The many jbig2-pictures stem from all the colors in the JB2-picture. DjVuToy translates those to separate images with their own color.

rmast commented 2 years ago

Especially take a look at the clearness of the background picture...

MerlijnWajer commented 2 years ago

So I've cleaned up the code a bit and am looking for some people to try and run it on their OCRMyPDF results. (Let's not focus on DjVu stuff here please, as I'm trying to make a tool that people can use based on existing/working code)

You'll need this build of archive-pdf-tools: https://github.com/internetarchive/archive-pdf-tools/actions/runs/2477636215 (just click on the artifact download link and pick the release for your os/python interpreter from the artifact.zip)

And then download this script: https://archive.org/~merlijn/pdfcomp.py

Use like so:

$ python pdfcomp.py /tmp/ocrmypdf.pdf /tmp/ocrmypdf_comp.pdf
Compression factor: 5.193651663405088

Some random notes...

$ grep -a Tess /tmp/ocrmypdf_comp.pdf
  /Creator (ocrmypdf 6.1.2 / Tesseract OCR-PDF 4.1.3)
<xmp:CreatorTool>ocrmypdf 6.1.2 / Tesseract OCR-PDF 4.1.3</xmp:CreatorTool></rdf:Description>
MerlijnWajer commented 2 years ago

(Sorry for the noise, another build for folks who don't have kdu_expand and kdu_compress)

I added another build here that doesn't rely on kakadu for JPEG2000, but rather on Pillow having JPEG2000 support: https://github.com/internetarchive/archive-pdf-tools/actions/runs/2477739599

Usage is the same. The only external requirement now that I know of is https://github.com/agl/jbig2enc - I can also build a version that doesn't need that either, but that will come at a compression cost. (I can make these flags to compress-pdf-images in the near future)

rmast commented 2 years ago

Again on a fresh Ubuntu 20 LTS image on Azure, and took the second download, as the first crashed:

sudo apt-get update
sudo apt-get install automake git libtool libpng-dev build-essential make ocrmypdf pip tesseract-ocr-nld
vi ~/.bashrc
export PATH=$PATH:/home/rmast/.local/bin
git clone https://github.com/DanBloomberg/leptonica.git
git clone https://github.com/agl/jbig2enc.git
cd leptonica/
git checkout v1.72
chmod +x configure
./configure
make
sudo make install
cd ../jbig2enc/
./autogen.sh
./configure
make
sudo make install
sudo ldconfig
cd ..
ls -al
pip install archive_pdf_tools-1.4.16-cp38-cp38-manylinux_2_5_x86_64.manylinux1_x86_64.manylinux_2_12_x86_64.manylinux2010_x86_64.whl
pip install lxml==4.6.5
wget https://archive.org/~merlijn/pdfcomp.py
ocrmypdf -l nld 'outputbase2-000-raar-effect-onderste-regel-didjvu zonder tekst.pdf' output_pdf
python3 pdfcomp.py output_pdf ocrmypdf_comp.pdf
Compression factor: 3.92140211978036

Input:

outputbase2-000-raar-effect-onderste-regel-didjvu zonder tekst.pdf

Output: ocrmypdf_comp.pdf

Result looks quite decent.

MerlijnWajer commented 2 years ago

If you're on Ubuntu, you can run apt-get install jbig2enc to get the package - that should save you from building leptonica and jbig2enc.
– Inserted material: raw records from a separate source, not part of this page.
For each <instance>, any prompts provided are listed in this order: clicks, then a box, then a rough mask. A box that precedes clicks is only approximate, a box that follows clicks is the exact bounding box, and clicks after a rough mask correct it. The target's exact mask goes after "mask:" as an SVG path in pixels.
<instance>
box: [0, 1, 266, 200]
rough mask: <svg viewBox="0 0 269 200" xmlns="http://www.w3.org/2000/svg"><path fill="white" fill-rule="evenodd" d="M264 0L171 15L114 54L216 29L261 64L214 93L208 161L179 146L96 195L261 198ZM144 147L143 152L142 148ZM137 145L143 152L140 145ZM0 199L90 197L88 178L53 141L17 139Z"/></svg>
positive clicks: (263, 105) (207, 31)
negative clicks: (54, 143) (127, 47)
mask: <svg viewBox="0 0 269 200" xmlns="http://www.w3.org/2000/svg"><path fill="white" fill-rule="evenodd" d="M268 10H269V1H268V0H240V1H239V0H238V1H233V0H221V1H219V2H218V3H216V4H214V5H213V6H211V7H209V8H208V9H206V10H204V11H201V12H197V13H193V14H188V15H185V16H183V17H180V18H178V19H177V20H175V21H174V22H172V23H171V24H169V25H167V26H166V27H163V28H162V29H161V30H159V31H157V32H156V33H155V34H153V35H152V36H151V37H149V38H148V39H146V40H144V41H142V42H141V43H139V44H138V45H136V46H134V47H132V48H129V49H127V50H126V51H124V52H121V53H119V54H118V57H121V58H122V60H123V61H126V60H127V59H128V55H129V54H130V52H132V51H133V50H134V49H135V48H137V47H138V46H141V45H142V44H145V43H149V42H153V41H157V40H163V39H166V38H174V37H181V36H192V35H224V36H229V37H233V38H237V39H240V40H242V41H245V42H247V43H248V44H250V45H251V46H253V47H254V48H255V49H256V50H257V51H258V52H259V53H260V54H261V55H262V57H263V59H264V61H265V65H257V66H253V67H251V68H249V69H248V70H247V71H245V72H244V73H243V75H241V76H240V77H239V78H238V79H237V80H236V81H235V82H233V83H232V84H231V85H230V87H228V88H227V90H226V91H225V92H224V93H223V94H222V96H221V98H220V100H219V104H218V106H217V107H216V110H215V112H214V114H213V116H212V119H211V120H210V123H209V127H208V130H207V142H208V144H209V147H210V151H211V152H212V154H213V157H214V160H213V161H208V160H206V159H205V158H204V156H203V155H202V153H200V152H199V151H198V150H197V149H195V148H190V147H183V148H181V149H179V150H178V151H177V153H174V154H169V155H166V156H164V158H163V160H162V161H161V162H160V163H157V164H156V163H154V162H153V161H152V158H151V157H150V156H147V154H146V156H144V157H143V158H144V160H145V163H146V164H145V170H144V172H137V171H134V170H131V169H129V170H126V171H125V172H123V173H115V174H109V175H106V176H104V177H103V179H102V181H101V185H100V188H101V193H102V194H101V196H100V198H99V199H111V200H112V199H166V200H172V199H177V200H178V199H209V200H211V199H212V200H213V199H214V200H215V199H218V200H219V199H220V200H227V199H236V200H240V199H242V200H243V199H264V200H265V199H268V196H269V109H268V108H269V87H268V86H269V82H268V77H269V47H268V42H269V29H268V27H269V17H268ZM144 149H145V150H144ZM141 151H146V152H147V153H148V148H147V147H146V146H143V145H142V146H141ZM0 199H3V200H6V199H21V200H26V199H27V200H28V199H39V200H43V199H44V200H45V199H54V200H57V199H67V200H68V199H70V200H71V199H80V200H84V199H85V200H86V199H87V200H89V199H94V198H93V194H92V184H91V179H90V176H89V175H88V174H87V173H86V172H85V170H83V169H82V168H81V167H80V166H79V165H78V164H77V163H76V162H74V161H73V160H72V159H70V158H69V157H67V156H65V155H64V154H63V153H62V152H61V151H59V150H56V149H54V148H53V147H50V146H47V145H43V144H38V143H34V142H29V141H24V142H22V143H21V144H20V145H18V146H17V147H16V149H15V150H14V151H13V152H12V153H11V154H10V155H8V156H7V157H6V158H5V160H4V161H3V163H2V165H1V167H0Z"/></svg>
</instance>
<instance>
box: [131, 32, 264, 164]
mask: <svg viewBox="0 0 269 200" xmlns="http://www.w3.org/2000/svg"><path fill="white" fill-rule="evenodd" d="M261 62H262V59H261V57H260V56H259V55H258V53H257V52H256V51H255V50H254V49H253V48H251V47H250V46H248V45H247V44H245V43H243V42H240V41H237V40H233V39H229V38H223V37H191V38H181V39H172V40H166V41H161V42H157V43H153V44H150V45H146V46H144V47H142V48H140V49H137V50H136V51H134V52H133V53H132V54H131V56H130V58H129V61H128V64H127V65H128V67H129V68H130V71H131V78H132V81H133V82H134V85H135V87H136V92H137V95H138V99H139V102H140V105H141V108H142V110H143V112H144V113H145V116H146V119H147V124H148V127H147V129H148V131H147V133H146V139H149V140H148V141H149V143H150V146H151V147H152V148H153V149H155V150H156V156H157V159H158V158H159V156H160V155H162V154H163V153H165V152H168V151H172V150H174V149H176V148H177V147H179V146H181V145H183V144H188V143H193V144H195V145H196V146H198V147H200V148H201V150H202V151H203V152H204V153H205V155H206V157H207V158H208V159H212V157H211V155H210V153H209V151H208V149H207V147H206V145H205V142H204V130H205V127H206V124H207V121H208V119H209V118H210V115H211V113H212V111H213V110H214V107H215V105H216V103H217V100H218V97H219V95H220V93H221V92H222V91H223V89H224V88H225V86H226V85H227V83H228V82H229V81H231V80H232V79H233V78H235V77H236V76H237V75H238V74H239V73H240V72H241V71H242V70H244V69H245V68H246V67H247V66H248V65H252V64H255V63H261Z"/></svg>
Glad to hear it works, I think some knobs should probably added soon to control the compression ratio and compression tools being used.
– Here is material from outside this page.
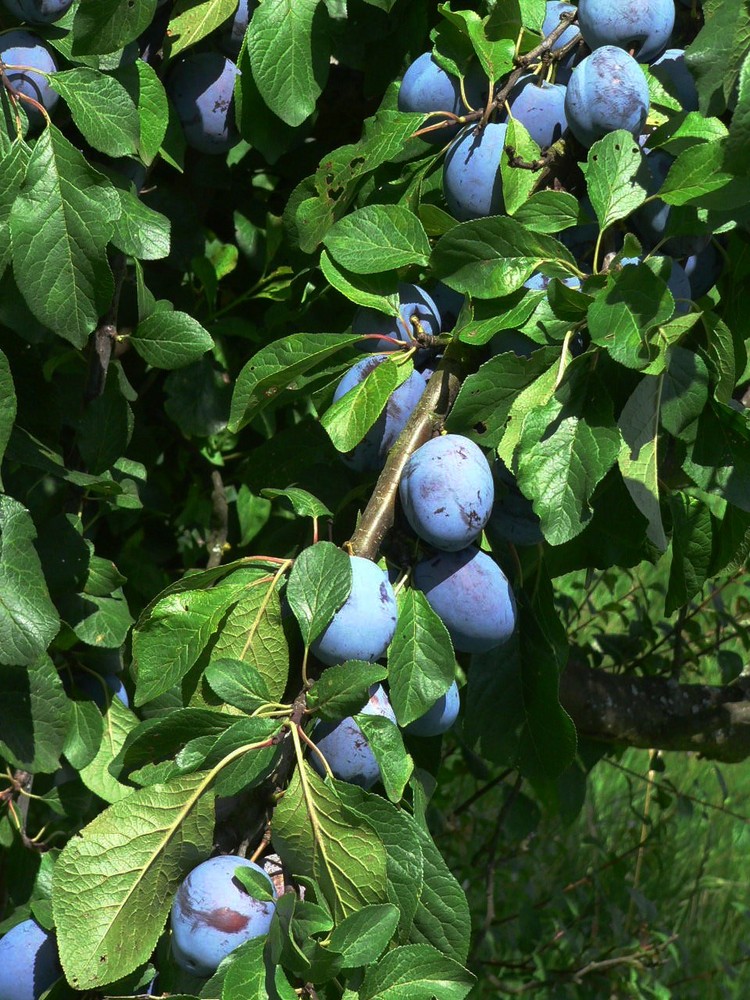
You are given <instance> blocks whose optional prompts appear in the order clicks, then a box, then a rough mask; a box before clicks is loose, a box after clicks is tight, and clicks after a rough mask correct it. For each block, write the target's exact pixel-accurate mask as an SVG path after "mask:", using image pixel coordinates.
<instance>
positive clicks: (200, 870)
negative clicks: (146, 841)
mask: <svg viewBox="0 0 750 1000" xmlns="http://www.w3.org/2000/svg"><path fill="white" fill-rule="evenodd" d="M238 868H250V869H252V870H253V871H255V872H258V873H259V874H260V875H262V876H263V878H264V879H266V880H267V881H268V886H269V892H270V893H271V894H272V895H273V896H274V899H275V897H276V889H275V888H274V884H273V882H272V881H271V879H270V878H269V877H268V875H266V873H265V872H264V871H263V869H262V868H261V867H260V866H259V865H256V864H255V863H254V862H252V861H248V860H247V859H246V858H240V857H236V856H235V855H234V854H220V855H217V856H216V857H214V858H209V859H208V861H204V862H203V863H202V864H200V865H198V866H197V868H194V869H193V870H192V871H191V872H190V874H189V875H188V876H187V878H185V879H184V881H183V882H182V884H181V885H180V888H179V889H178V890H177V894H176V896H175V898H174V902H173V903H172V911H171V927H172V953H173V955H174V958H175V961H176V962H177V964H178V965H179V966H180V967H181V968H183V969H185V970H186V971H187V972H190V973H192V974H193V975H194V976H210V975H211V973H212V972H214V971H215V969H216V967H217V966H218V964H219V962H220V961H221V960H222V958H226V956H227V955H228V954H229V953H230V952H231V951H234V949H235V948H237V947H238V946H239V945H241V944H244V942H245V941H249V940H250V939H251V938H255V937H260V935H261V934H267V933H268V928H269V927H270V926H271V919H272V917H273V914H274V910H275V908H276V903H275V901H274V900H269V899H256V898H255V897H254V896H253V895H252V894H251V893H250V892H248V890H247V889H245V887H244V886H243V885H242V884H241V883H240V882H239V880H238V879H237V878H236V877H235V872H236V870H237V869H238Z"/></svg>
jknockaert commented 2 years ago

Output: ocrmypdf_comp.pdf

Result looks quite decent.

This is still different from other optimisation techniques I've seen, where the same document would be cut up in a number of monochrome areas each encoded at 1bpp at a high resolution (300dpi). For this specific document you would only need three colours (black, grey and orange). With each area encoded at 300dpi you would get an excellent result (also allowing for crisp prints) and a very small pdf file size.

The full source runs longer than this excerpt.